The idea of doing the Runner's World Holiday Running Streak intrigued me, a week or so before it would start, but I had one reservation: the holiday part.
Thanksgiving — the kickoff day — posed the biggest challenge, at first. My parents were coming to visit me on Thanksgiving Eve and leaving before I headed to work on the actual holiday at 3 p.m.
Our plans were pretty loosey-goosey, but I figured that getting in a single mile (the bare minimum to keep the streak alive) was completely doable; if it didn't happen before work, it most likely would happen after my 11 p.m. punch-out.
Though that didn't turn out to be necessary on Thanksgiving — we said our farewells at noon, and I headed out in sunshine and 60-degree temps — the mental preparation paid dividends two days later.
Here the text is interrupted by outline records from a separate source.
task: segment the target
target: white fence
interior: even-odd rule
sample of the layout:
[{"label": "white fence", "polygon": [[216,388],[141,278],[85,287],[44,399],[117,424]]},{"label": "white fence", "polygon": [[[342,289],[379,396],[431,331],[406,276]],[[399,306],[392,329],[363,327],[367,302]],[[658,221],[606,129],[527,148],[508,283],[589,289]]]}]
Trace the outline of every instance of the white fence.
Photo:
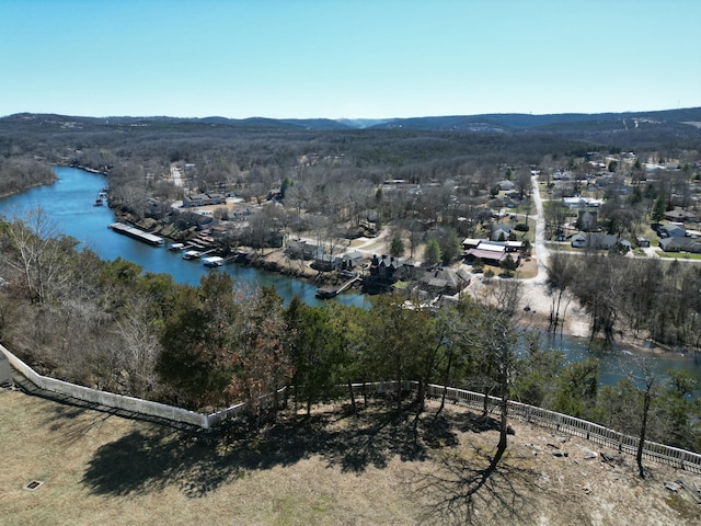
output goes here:
[{"label": "white fence", "polygon": [[20,373],[38,388],[46,391],[55,392],[57,395],[64,395],[66,397],[71,397],[84,402],[128,411],[131,413],[143,414],[147,416],[157,416],[173,422],[183,422],[191,425],[198,425],[205,428],[208,427],[208,420],[207,415],[205,414],[197,413],[195,411],[187,411],[182,408],[175,408],[173,405],[166,405],[164,403],[141,400],[139,398],[131,398],[122,395],[115,395],[112,392],[99,391],[96,389],[90,389],[88,387],[77,386],[67,381],[57,380],[56,378],[42,376],[37,374],[32,367],[18,358],[10,351],[4,348],[2,345],[0,345],[0,352],[2,352],[7,356],[10,365],[14,367],[18,373]]},{"label": "white fence", "polygon": [[[7,356],[12,367],[37,387],[50,392],[83,400],[85,402],[92,402],[148,416],[157,416],[172,422],[196,425],[205,430],[214,427],[225,420],[239,416],[246,411],[248,404],[239,403],[216,413],[203,414],[163,403],[114,395],[105,391],[97,391],[95,389],[38,375],[34,369],[14,356],[14,354],[9,352],[2,345],[0,345],[0,352]],[[418,382],[416,381],[405,380],[402,382],[402,390],[404,391],[413,392],[416,391],[417,387]],[[357,396],[386,395],[392,393],[397,390],[397,382],[377,381],[353,384],[352,388],[354,395]],[[347,386],[340,386],[340,389],[347,389]],[[456,389],[452,387],[446,388],[434,384],[429,384],[426,388],[426,396],[429,398],[440,398],[444,396],[444,392],[446,400],[450,403],[466,405],[478,410],[481,410],[484,407],[484,395],[480,392],[467,391],[464,389]],[[277,396],[274,393],[264,395],[258,398],[258,401],[263,405],[275,403],[276,400],[279,403],[286,395],[286,388],[281,388],[278,389]],[[498,400],[498,398],[489,397],[487,408],[491,411],[496,410]],[[508,414],[512,419],[538,424],[568,435],[578,436],[596,444],[617,449],[620,453],[635,455],[637,451],[637,437],[624,435],[618,431],[610,430],[593,422],[587,422],[586,420],[576,419],[574,416],[555,413],[554,411],[548,411],[547,409],[527,405],[515,401],[509,401]],[[655,462],[667,464],[676,468],[701,473],[701,455],[696,453],[645,441],[643,456]]]}]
A friend I'd made in Rockford was visiting family in Ames over the weekend, so we hung out Saturday before I headed to work at 1 p.m. There wasn't time before work, but there was after — at 11 p.m.
I'd gone running after work plenty of times during the summer and early fall, but never this late, never when it was that cold and never for that short of a distance. The first two factors dragged on my enthusiasm, but the third one pumped it up. Only a mile. Less than 10 minutes. I'd be safe and snug on my couch before I even knew it.
That same guarantee had pushed me out the door Friday, when temperatures were in the 30s or maybe even upper 20s, and when the wind was whipping around the prairie. I ended up knocking out a solid set of intervals rather than the slow mile I'd promised to do at minimum.
So the first three days were the toughest, but the challenge is working exactly as it was intended to. Mac 'n' cheese, eggs Benedict, sweet potato pie, egg nog, adult beverages — I'm downing them all in moderation AND without guilt.